Small batteries and accumulators are still a challenge for science today, and the main problem is achieving high power and energy density in such a small space. This would make it possible, for example, to drive small robots efficiently.
That’s exactly what scientists at the University of Illinois at Urbana-Champaign have succeeded in doing. The team can produce durable, compact lithium batteries with extremely low fill ratio and high energy and density.
In earlier designs of small batteries, the battery size was dominated by the packaging, leaving little room for the electrode area. This, in turn, leads to a decrease in battery power and performance.
In order to get more power and energy for small batteries, the research team developed a new packaging technology. This has resulted in the positive and negative current collectors being installed directly in the package to save space.
In addition, electrode cells are arranged vertically in series. This has the effect of adding cell voltage, allowing for higher operating voltages.
Another secret to the performance of mini batteries is their electrodes. Conventional electrodes consist of about 40 percent polymer and carbon additives.

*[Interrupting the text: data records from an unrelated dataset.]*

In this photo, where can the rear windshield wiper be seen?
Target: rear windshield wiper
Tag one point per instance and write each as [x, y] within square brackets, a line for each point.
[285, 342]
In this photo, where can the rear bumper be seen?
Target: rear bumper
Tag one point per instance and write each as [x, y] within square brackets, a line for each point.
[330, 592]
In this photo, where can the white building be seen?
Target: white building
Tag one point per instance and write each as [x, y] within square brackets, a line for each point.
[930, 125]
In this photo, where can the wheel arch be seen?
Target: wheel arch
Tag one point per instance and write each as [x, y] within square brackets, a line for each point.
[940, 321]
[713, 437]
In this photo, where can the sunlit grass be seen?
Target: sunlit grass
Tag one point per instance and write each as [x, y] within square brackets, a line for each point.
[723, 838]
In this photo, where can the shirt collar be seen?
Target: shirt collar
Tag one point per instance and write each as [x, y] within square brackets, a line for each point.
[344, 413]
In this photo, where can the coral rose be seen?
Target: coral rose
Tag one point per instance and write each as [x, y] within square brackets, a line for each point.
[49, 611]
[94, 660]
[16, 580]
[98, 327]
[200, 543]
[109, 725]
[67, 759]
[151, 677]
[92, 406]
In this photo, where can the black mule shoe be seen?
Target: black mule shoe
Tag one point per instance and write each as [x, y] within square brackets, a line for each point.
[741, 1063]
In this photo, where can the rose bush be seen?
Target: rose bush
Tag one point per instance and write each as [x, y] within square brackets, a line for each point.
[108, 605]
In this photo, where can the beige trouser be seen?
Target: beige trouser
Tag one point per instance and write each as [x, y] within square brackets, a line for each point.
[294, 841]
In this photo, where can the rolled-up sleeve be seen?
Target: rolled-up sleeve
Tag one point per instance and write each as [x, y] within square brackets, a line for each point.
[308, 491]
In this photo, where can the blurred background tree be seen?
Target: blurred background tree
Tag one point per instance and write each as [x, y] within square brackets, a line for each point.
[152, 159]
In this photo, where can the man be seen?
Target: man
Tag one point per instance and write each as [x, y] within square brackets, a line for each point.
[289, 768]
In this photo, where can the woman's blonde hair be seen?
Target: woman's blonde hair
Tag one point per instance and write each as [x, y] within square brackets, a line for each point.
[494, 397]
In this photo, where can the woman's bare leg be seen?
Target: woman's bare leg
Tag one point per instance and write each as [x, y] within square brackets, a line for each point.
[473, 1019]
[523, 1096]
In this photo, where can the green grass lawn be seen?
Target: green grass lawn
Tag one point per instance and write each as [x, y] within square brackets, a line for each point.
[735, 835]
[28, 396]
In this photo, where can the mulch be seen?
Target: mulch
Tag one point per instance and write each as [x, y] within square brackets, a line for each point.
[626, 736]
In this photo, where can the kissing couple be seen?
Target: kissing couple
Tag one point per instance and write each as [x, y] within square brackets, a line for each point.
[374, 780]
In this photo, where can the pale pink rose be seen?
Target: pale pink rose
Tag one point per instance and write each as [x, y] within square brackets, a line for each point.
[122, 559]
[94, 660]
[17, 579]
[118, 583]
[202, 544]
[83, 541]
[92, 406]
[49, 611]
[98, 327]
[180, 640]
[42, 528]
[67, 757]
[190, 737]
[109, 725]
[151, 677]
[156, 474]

However, the research team’s electrodes were made specifically for microbatteries without polymer and carbon.
This results in a higher density of electrodes, which in turn results in more energy.
Arghya Petra, one of the first authors of the study, summarizes: “Until now, electrode engineering at the nanoscale and micro-scale and cell designs have been limited to energy-dense designs at the expense of porosity and volumetric energy density. Our work has been successful in creating a small-scale power source that exhibits high energy density.” and volumetric energy density.
The new small batteries can then be used to power tiny robots that can, for example, crawl under rubble in earthquake zones and search for survivors. Because with new batteries you get more power and longer battery life.
Sungbong Kim, another senior author of the study, concludes, “Our work bridges the knowledge gap at the intersection of materials chemistry, unique material fabrication requirements for energy-dense planar battery configurations, and applied microelectronics that require an onboard high-voltage power source to drive microactuators and microactuators.” “
“Total coffee aficionado. Travel buff. Music ninja. Bacon nerd. Beeraholic.”